I'm not familiar with UTF-8 enough to follow the details of this
discussion. I hope other Lucene developers are, so we can resolve this
issue.... anyone raising a hand?
I could, but recent posts makes me think this is heading towards a
religious debate :)
I think the following statements are all true:
a. Using UTF-8 for strings would make it easier for Lucene indexes to
be used by other implementations besides the reference Java version.
b. It would be easy to tweak Lucene to read/write conformant UTF-8 strings.
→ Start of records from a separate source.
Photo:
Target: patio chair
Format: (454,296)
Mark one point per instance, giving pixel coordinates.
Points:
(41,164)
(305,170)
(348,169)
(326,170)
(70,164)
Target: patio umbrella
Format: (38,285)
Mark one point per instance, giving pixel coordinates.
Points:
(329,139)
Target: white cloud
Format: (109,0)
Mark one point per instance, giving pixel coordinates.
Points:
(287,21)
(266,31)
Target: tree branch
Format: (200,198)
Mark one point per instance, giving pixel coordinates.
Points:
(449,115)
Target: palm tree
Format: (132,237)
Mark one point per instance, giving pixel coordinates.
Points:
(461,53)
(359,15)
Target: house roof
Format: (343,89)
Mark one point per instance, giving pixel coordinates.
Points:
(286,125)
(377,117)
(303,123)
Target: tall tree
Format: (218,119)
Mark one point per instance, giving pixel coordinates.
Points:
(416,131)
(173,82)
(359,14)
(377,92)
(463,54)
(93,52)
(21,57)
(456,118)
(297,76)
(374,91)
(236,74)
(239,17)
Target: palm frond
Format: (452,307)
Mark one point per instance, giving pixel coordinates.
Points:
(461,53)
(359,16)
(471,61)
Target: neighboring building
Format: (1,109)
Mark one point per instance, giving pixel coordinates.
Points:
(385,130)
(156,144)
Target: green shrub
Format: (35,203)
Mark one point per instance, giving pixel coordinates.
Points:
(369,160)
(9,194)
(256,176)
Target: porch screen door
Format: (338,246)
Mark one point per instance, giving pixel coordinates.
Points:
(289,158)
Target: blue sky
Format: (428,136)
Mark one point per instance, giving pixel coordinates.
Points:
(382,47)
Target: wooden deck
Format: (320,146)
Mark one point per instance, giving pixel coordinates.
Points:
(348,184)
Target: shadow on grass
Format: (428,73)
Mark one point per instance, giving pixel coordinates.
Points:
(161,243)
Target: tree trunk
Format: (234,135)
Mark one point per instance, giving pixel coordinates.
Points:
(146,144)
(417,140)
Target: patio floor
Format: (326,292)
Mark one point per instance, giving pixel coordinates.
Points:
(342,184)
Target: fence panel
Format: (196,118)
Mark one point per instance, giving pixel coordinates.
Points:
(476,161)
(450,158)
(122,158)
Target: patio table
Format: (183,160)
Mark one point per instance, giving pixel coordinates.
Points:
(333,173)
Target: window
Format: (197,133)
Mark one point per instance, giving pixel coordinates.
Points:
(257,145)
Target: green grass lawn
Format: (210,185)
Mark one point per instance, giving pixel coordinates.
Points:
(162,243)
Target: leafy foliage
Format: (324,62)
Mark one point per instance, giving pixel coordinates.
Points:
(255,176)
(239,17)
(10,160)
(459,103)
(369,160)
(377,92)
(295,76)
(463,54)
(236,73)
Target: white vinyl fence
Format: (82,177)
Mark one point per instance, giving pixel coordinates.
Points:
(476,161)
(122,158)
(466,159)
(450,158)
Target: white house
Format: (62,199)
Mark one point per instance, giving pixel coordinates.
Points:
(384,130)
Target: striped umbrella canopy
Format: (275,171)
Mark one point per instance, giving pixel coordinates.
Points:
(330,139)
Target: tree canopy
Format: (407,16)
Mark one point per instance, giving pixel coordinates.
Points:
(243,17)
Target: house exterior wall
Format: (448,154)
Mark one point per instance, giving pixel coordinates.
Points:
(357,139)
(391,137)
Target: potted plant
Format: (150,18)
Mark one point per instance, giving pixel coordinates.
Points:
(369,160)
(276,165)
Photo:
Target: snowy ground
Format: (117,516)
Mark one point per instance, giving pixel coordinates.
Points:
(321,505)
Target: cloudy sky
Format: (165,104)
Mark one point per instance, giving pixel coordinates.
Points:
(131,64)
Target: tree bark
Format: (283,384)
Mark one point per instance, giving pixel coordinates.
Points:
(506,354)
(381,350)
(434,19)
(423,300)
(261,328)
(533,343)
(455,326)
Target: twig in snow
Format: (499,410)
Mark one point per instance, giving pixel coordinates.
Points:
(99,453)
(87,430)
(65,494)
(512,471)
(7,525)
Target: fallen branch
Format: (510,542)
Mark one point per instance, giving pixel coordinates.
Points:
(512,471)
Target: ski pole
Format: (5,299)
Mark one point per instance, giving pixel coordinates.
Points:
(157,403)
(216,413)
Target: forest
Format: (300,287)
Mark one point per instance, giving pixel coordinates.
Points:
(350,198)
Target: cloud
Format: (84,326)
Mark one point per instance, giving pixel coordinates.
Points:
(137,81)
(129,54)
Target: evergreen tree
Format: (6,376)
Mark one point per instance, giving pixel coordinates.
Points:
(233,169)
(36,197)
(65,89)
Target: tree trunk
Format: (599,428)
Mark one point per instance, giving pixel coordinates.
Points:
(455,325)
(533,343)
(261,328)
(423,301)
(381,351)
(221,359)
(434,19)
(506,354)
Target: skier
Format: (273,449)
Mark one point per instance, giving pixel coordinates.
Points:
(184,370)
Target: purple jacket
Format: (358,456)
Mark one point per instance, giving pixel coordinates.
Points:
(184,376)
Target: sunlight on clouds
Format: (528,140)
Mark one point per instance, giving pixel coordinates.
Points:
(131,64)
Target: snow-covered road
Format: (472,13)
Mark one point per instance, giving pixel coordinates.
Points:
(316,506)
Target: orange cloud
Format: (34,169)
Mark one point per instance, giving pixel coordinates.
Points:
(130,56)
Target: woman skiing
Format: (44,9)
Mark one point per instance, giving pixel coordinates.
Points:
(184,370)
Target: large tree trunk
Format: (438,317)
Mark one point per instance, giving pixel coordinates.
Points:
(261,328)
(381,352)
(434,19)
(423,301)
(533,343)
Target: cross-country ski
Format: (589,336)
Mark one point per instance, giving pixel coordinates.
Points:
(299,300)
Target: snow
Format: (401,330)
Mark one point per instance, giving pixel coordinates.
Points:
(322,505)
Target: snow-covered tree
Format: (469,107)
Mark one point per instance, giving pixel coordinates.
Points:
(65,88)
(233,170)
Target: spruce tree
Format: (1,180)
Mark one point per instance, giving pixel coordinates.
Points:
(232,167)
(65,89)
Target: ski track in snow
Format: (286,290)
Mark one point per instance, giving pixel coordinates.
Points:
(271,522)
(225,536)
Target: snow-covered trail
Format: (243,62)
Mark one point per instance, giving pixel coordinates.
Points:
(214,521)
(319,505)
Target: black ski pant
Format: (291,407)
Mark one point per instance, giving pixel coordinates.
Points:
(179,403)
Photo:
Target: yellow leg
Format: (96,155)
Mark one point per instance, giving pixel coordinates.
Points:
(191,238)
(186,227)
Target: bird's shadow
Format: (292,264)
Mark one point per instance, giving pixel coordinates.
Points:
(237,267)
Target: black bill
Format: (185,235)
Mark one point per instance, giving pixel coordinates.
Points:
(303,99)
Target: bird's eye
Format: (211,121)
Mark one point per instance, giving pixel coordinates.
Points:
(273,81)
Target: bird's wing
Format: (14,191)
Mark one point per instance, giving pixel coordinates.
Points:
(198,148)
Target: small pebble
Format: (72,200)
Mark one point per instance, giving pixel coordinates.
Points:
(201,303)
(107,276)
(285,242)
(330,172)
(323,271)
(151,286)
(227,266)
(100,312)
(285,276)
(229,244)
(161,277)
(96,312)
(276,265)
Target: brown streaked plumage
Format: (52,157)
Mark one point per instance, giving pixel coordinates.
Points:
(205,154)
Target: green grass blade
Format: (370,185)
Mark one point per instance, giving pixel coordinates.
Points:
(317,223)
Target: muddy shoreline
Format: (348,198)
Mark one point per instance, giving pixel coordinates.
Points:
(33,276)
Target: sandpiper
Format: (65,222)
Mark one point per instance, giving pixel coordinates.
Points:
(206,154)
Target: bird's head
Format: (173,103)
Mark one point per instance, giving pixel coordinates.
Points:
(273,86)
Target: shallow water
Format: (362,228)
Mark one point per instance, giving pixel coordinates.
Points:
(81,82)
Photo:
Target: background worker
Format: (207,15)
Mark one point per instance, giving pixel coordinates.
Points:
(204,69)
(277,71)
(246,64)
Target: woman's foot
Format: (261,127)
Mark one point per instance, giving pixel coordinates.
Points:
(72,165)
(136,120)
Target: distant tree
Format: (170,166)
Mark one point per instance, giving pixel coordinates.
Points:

c. The hard(er) part would be backwards compatibility with older
indexes. I haven't looked at this enough to really know, but one
example is the compound file (xx.cfs) format...I didn't see a version
number, and it contains strings.
d. The documentation could be clearer on what is meant by the "string
length", but this is a trivial change.
What's unclear to me (not being a Perl, Python, etc jock) is how much
easier it would be to get these other implementations working with
Lucene, following a change to UTF-8. So I can't comment on the return
on time required to change things.
I'm also curious about the existing CLucene & PyLucene ports. Would
they also need to be similarly modified, with the proposed changes?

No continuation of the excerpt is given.